REPUBLIKA.CO.ID, JAKARTA -- Epidemiolog dari Universitas Indonesia Pandu Riono memandang Pembatasan Sosial Berskala Komunitas (PSBK) cenderung lebih efektif ketimbang Pembatasan Sosial Berskala Besar (PSBB). Konsep PSBK sudah pernah digulirkan dokter Pandu beberapa waktu lalu namun baru-baru ini Presiden Joko Widodo menggaungkan istilah serupa dengan nama Pembatasan Sosial Berskala Mikro (PSBM).
Contoh PSBM atau PSBK mirip seperti yang dijalankan di Jawa Barat. PSBK dipandang dokter Pandu lebih efektif karena kekuatan ikatan antar masyarakat lebih kuat.
"Dulu saya konsepkan pembatasan sosial berskala komunitas karena lebih sustain. Komunitas tidak harus RT, RW tapi bisa di tempat kerja, pabrik, pecinta sepeda. Gunanya supaya saling mendidik dan menjaga satu sama lain di dalam komunitasnya," kata dokter Pandu pada Republika, Ahad (13/9).
Pada Jumat lalu, Presiden Jokowi menggulirkan wacana PSBM dengan penguatan pembatasan sosial dilakukan di tingkat RT dan RW. Jokowi memandang PSBM bakal lebih efektif menekan lajut Covid-19 karena didasari pengalaman empiris.
Namun dokter Pandu menganggap wacana yang disampaikan oleh Jubir Kepresidenan Fadjroel Rachman itu hanya mengada-ngada. Sebab penerapan PSBM/K belum ada regulasinya secara nasional.
"Mungkin statement pak Jokowi itu reaksi mau ada PSBB (DKI Jakarta). Kan PSBB ada regulasinya, yang sekarang (PSBM/K) tidak ada regulasinya," ujar dokter Pandu.
Pandu menilai karantina berbasis komunitas diperlukan demi mengisolasi kasus di kawasan atau rumah tangga tertentu. Pandu optimis PSBK bisa menekan laju Covid-19.
"Ikatan sosial dalam PSBK lebih baik dari PSBB. Saya sarankan lakukan itu untuk tekan lajut Covid-19," sebut dokter Pandu.
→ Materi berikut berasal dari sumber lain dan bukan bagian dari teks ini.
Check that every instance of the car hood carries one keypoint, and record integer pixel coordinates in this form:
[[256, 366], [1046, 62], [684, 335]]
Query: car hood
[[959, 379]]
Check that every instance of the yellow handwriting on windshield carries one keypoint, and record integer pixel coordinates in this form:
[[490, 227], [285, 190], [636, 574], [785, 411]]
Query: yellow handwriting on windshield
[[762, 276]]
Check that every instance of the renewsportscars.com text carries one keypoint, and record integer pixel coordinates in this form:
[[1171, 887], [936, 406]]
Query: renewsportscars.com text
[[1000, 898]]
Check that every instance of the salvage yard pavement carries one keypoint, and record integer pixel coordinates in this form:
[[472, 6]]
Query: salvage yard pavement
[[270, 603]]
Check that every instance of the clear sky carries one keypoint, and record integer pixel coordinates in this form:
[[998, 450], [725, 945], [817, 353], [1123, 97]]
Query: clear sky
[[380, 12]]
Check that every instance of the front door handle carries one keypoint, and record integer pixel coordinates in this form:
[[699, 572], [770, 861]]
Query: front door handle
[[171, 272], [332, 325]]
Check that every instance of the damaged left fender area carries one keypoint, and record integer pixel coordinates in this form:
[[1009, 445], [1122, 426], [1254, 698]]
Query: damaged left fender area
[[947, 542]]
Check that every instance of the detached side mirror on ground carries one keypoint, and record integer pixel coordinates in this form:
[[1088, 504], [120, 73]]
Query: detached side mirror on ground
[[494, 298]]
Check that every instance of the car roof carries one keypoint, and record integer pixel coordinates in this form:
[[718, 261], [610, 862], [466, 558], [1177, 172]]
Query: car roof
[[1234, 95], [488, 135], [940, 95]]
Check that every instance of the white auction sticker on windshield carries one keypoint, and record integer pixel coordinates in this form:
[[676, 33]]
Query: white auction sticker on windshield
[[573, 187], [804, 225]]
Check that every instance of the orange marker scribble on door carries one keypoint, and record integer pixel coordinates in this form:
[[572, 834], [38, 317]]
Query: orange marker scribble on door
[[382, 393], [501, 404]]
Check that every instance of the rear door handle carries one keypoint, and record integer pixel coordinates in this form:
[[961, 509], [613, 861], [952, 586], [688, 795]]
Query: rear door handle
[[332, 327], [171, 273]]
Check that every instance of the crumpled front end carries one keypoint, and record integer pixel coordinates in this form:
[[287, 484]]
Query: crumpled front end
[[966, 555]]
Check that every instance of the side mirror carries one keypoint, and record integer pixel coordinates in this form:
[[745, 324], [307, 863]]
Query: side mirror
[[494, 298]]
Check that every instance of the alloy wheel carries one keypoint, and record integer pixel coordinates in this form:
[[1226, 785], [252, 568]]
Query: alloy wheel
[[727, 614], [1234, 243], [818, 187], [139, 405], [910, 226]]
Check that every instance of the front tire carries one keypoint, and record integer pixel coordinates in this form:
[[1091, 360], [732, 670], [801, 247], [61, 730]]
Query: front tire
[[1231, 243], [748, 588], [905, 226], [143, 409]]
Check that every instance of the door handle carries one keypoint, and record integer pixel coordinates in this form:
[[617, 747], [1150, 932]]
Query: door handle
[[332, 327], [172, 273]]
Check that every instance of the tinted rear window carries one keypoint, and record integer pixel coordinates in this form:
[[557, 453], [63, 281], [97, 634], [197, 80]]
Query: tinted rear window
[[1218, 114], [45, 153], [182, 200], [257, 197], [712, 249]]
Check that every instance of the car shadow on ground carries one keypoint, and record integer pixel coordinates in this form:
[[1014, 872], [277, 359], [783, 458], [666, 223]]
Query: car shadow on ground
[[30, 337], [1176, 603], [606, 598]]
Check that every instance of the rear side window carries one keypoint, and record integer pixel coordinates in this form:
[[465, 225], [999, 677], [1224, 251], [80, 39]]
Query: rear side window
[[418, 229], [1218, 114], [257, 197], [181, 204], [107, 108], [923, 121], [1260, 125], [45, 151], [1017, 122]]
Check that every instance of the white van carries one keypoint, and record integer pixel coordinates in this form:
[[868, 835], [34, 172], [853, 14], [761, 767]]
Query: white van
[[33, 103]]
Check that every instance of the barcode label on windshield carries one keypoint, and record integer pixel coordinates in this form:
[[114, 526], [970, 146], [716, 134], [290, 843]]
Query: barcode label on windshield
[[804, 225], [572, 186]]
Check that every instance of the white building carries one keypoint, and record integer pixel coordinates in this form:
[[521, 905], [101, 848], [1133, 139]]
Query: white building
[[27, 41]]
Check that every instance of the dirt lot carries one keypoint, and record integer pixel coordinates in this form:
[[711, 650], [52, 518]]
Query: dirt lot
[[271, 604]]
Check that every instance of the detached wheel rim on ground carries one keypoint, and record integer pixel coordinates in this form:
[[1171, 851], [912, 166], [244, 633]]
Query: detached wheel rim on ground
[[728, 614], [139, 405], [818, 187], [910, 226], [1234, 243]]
Diketahui, aturan PSBM pertama diterapkan oleh Pemprov Jabar sesuai Pergub Jabar nomor 48 tahun 2020. Warga yang tinggal di kawasan PSBM dipantau ketat dan tak bisa kemana-mana selama dua pekan tanpa izin tim pelaksana PSBM setempat. Selama PSBM dilakukan, pemda menyalurkan bantuan pada warga.
Sedangkan PSBB diatur dalam Peraturan Pemerintah Nomor 21 tahun 2020. Aturan tersebut diumumkan Presiden Jokowi pada akhir Maret lalu.